Tuesday, August 3, 2021

An issue I had with AWS CodeDeploy

 Hi there

Clearly, I've not really written anything here in 7 years. Let's change that. By writing about an issue we had at Qixxit about 3 years ago. It's pretty specific so really not exciting but I've published a bit of code for it and I wanted to finally do a bit of a write-up on it.

The problem

We ran qixxit's backend on AWS as an auto-scaling group behind an application load-balancer. The auto-scaling group would manage ec2 instances running the application. The auto-scaling group would know about the linked load balancer through a property "target-group" in its configuration. This allows the auto-scaling group to tell the load balancer to stop sending traffic to an instance before removing it. 

We used AWS CodeDeploy's blue/green deployment feature to roll out new versions. This would create a new configuration of the auto-scaling group based on a newly built AMI. It would then bring up new instances for that and redirect traffic from the load balancer to these. Eventually, the old configuration is removed.

The new configuration for the auto-scaling group has all the settings of the previous configuration copied over automatically by CodeDeploy. Except for that "target-group" setting.

Now when the auto-scaling group decides that it wants to scale in and remove an instance it will just immediately shut down that instance. (Sidenote: maybe it's because English isn't my native language but I really don't get why it's scale in/scale out and not scale down/scale up. Is this maybe specific to Amazon's documentation?) Anyway, the instance is gone but the load balancer still sends traffic to it.
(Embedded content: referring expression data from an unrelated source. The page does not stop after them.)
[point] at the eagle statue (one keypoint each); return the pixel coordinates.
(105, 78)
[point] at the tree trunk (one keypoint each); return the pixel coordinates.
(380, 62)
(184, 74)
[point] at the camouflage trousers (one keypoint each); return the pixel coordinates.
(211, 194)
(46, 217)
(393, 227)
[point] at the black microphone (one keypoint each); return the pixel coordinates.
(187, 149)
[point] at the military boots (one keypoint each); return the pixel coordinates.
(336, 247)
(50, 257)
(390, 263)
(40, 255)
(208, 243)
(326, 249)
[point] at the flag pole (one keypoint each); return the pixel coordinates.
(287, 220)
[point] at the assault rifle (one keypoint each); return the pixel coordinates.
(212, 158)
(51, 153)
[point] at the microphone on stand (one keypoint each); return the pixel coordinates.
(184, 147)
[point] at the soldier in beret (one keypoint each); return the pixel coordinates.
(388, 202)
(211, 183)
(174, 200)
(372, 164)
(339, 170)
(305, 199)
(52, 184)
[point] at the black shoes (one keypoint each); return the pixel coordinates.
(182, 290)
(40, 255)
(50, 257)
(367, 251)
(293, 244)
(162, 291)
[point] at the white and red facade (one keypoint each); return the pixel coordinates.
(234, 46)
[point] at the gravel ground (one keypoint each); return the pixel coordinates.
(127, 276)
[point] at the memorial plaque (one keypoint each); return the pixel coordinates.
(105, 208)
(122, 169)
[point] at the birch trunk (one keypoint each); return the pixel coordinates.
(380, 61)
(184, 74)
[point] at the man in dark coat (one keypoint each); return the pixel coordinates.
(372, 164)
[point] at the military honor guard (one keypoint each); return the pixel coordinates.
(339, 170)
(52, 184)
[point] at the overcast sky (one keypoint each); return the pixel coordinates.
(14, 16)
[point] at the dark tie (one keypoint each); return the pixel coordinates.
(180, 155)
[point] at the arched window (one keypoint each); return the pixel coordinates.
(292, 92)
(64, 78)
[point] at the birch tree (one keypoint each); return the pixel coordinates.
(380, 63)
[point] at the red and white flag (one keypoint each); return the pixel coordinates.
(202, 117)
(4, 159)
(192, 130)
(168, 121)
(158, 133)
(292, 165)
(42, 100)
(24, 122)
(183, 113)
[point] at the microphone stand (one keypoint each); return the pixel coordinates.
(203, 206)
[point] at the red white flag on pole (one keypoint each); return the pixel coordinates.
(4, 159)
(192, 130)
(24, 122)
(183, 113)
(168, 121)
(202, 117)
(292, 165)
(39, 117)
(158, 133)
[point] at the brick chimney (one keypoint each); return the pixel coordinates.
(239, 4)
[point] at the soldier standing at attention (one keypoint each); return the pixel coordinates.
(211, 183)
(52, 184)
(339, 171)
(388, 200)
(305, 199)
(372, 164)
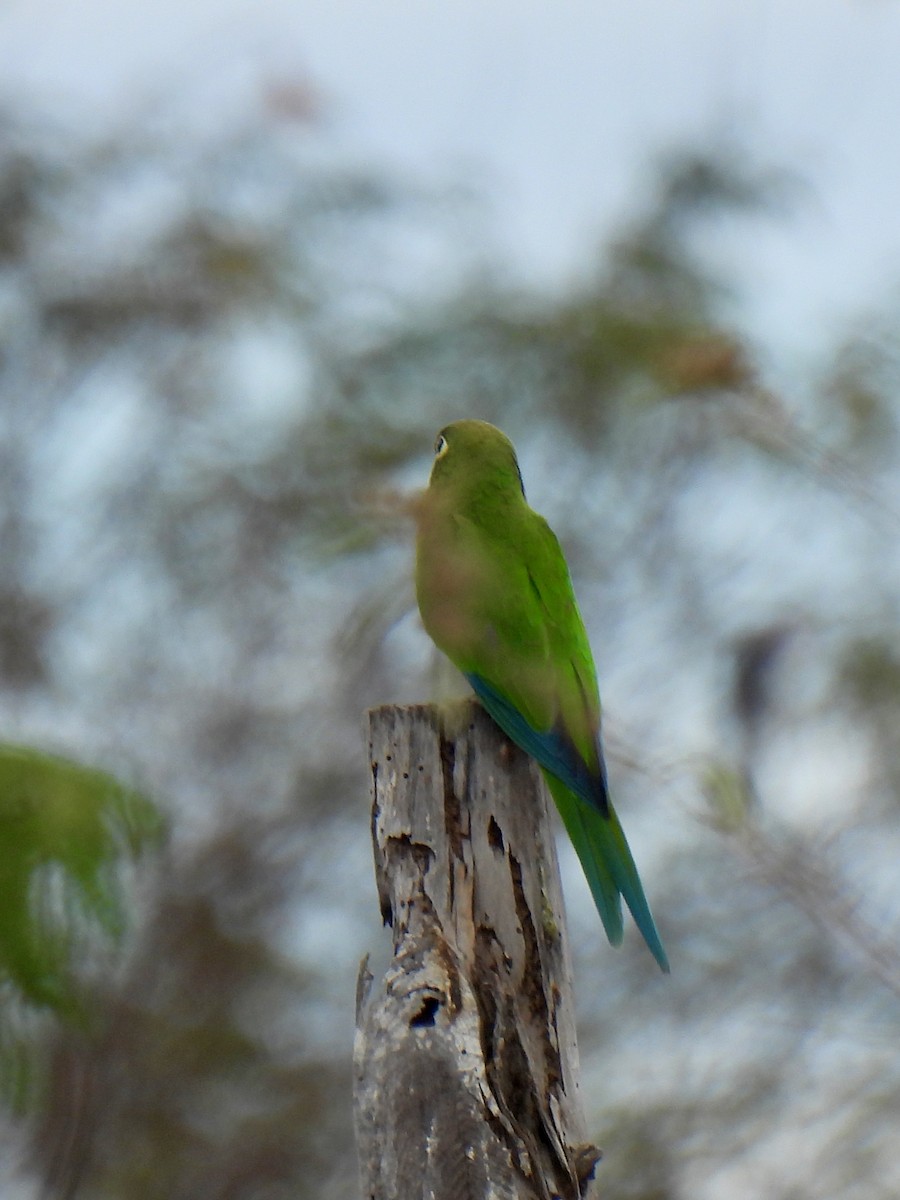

I don't actually remember what specific problems this caused and whether this was also an issue when scaling out. It wasn't too dramatic and initially we worked around it by just setting the target group manually and filed a support request.

Amazon's support was helpful and acknowledged the issue. But they didn't provide a way to directly track whether this was being worked on (I guess they generally don't?) and from the communication it sounded like it was pretty unlikely anyone would ever actually work on it.

A solution

And so I wrote a bit of Javascript to solve it for us. CodeDeploy sends notifications for the various steps of the deployment. That can be hooked into to then set the target group of the auto-scaling group. The whole thing runs as a lambda managed via the serverless framework.

This was a nice way for me to practice my javascript test driving skills and also to play around with the serverless framework. And as of recently also to play around with Github Actions. Though I don't actually know if any of it still works or whether it's even still relevant and maybe the bug got fixed by Amazon. 


In closing

I don't like how this write up turned out. It seems impossible to me to describe this in a generic way that doesn't require some knowledge of a bunch of specific AWS products. But maybe that's a good way to keep expectations low for this blog.